1. Parlez : de quoi as-tu besoin, de quoi ai-je besoin ?

Frontiers in Psychology souligne dans un article que la communication est le cœur ou la pierre angulaire d’un lien affectif. C’est le moteur qui fait tout bouger et la compétition dans laquelle tout le monde devrait se qualifier.

Dans le cas de ce syndrome, il est conseillé de s’asseoir avec son partenaire et, de manière empathique, sensible et affirmée, de parler de ce dont chacun a besoin. L’honnêteté et la capacité de dialoguer sans rejeter le blâme seront le catalyseur.

2. Travail sur l’affection et la communication émotionnelle

Le langage émotionnel est l’artère qui nourrit une relation. Si vous souhaitez retrouver une intimité sexuelle-affective, il est pertinent de faire un effort pour aborder les soins mutuels, l’attention et les détails quotidiens. Sans intentionnalité émotionnelle et soin, sans engagement à s’occuper des intrigues émotionnelles d’une relation, il sera difficile de redevenir un couple à part entière.

3. Allez-y lentement, sans avoir de grandes attentes

Lorsque vous songez à rétablir la relation, il est courant d’avoir des attentes très élevées et de vouloir des changements rapides. Les couples sans sexe ne retrouvent pas la passion du jour au lendemain, il vaut mieux s’engager dans un travail délicat, lent et engagé. Laisser couler l’amour pour construire un nouveau désir authentique prend du temps.

Pour vaincre le syndrome du colocataire, il faut casser les routines et retrouver le langage du soin, de l’attention et de l’affection au quotidien.

4. Changer la routine, surprendre, improviser

La routine étouffe la passion, tout comme les obligations du travail, si peu propices à l’émergence de la magie de l’improvisation à deux.
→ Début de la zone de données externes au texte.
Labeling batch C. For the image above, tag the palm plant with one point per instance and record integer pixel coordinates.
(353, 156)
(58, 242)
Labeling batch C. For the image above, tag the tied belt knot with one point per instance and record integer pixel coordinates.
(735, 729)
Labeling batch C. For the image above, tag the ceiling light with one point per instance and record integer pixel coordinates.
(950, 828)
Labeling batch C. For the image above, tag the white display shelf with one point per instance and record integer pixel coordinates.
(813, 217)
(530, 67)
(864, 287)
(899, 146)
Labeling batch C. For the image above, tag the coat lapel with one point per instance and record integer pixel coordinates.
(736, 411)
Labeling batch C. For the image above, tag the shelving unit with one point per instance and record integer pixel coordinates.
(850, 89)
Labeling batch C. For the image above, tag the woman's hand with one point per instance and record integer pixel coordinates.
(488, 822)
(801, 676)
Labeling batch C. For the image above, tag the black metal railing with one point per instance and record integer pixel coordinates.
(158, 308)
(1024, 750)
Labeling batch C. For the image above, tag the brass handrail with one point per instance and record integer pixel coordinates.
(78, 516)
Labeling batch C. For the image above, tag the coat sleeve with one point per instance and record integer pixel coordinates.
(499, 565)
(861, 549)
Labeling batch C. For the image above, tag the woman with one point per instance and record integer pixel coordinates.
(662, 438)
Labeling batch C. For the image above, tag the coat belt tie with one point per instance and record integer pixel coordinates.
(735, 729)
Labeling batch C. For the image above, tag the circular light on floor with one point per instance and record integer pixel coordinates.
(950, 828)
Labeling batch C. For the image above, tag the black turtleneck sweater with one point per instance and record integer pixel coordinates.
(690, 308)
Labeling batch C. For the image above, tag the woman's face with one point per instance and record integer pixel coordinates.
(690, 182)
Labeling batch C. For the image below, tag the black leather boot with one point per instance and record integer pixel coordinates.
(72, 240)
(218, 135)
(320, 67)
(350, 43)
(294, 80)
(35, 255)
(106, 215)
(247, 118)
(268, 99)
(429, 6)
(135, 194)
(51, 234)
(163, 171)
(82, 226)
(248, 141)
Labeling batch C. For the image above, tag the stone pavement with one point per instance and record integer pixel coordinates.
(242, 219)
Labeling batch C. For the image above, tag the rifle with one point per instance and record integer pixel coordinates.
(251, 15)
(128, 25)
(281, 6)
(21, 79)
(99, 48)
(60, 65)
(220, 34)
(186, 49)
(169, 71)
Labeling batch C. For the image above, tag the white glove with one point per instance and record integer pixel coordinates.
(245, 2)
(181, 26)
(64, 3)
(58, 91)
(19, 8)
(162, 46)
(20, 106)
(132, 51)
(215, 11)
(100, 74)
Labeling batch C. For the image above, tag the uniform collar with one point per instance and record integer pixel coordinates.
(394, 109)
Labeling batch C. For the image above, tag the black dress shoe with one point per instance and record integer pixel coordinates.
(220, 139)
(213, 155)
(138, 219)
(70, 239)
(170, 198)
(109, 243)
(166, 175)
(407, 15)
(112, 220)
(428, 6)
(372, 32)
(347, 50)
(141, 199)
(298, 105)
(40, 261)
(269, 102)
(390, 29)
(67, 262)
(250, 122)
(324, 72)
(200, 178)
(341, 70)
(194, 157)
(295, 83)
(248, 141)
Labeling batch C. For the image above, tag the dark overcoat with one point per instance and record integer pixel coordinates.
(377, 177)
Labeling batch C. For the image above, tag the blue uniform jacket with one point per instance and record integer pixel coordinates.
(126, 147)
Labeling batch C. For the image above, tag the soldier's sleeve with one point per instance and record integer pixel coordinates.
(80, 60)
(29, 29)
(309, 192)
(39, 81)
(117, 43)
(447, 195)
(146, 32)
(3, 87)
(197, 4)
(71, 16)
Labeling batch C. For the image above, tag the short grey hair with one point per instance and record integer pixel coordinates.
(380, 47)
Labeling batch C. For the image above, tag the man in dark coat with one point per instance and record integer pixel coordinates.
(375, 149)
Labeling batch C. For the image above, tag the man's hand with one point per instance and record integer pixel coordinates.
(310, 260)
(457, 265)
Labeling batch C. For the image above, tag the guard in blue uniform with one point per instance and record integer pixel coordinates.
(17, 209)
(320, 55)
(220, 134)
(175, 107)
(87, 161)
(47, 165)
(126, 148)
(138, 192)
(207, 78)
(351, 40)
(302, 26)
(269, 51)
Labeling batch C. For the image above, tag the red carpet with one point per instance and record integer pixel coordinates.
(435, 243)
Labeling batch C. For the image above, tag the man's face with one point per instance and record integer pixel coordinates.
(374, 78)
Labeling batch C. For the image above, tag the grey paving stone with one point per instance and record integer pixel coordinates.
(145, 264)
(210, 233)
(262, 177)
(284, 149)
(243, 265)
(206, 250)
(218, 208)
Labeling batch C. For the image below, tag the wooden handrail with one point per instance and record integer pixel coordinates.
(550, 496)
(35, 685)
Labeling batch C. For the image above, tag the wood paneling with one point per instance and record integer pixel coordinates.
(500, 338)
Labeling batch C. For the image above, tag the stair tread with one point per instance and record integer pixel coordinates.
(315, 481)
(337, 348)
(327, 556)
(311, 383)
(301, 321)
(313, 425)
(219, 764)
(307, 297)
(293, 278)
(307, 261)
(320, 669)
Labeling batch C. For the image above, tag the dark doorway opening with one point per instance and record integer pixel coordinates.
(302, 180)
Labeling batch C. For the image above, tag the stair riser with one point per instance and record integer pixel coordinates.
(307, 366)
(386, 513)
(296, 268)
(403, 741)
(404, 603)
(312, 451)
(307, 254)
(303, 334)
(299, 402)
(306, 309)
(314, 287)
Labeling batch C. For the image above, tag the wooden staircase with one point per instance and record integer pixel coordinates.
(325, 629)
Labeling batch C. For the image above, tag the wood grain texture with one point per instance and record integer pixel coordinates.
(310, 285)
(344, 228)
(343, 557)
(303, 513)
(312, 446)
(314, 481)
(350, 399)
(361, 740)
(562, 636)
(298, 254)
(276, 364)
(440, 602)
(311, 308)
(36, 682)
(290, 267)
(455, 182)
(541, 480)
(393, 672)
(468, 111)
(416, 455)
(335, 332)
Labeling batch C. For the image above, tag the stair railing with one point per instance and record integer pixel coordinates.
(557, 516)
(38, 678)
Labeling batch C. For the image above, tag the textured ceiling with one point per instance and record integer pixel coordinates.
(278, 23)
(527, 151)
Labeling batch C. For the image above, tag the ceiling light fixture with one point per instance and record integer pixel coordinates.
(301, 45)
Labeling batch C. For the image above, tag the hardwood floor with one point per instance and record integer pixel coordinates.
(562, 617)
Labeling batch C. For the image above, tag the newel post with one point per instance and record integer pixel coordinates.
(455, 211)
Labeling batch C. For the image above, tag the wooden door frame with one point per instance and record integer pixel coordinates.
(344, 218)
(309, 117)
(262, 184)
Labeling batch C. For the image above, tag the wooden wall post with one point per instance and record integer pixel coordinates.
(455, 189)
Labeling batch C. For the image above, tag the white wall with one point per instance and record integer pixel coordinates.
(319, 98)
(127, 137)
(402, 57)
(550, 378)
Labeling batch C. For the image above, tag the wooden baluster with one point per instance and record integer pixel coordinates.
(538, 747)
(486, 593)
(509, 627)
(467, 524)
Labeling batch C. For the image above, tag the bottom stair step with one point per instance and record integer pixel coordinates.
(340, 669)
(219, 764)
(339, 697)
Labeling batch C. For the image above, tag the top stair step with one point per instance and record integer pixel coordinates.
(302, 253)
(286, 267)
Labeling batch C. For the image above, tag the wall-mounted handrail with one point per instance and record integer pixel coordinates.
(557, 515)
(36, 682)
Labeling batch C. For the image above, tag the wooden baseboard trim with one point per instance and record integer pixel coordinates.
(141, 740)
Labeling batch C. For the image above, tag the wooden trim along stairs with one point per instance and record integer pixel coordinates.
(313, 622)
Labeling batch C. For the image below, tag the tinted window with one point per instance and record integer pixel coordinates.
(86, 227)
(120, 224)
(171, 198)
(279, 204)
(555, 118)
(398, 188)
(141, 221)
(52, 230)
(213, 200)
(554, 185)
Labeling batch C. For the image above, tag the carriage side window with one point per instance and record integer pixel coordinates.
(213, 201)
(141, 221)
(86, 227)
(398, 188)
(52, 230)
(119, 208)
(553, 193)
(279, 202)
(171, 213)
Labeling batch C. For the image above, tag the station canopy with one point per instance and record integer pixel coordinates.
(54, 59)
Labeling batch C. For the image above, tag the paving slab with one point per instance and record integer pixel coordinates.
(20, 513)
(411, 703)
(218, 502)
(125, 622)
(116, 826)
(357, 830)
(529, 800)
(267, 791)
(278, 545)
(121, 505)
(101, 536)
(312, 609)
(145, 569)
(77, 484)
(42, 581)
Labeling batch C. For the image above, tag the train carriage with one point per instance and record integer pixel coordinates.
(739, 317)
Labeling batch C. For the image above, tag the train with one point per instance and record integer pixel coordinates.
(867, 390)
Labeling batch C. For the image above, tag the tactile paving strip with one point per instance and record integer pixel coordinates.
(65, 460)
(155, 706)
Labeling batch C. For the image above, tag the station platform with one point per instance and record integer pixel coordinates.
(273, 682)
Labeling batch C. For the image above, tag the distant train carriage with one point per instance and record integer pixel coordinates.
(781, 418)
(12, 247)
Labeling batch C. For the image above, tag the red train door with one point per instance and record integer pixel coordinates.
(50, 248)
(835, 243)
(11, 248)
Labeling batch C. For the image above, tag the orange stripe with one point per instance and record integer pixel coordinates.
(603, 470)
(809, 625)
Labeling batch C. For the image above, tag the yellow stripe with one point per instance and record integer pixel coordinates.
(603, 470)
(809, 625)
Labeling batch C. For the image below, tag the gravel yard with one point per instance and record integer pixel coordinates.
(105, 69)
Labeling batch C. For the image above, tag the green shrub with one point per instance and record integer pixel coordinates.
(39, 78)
Que le but soit de brouiller au maximum les routines et de se surprendre par des rendez-vous inopinés, par des déplacements de dernière minute. L’illusion est aussi travaillée.

Quand demander de l’aide pour faire face au syndrome du colocataire ?

A terme et si les progrès que vous souhaitez ne viennent pas, il sera toujours judicieux de demander l’aide d’un professionnel. Gardez à l’esprit que le phénomène des couples sans sexe est quelque chose de très fréquent et cela ne devrait pas générer d’objection ou de honte lors de la demande de soutien.

S’il y a de l’amour et, surtout, la volonté claire et engagée des deux de travailler sur cette relation, la thérapie de couple sera très utile. Ne renoncez pas à franchir le pas.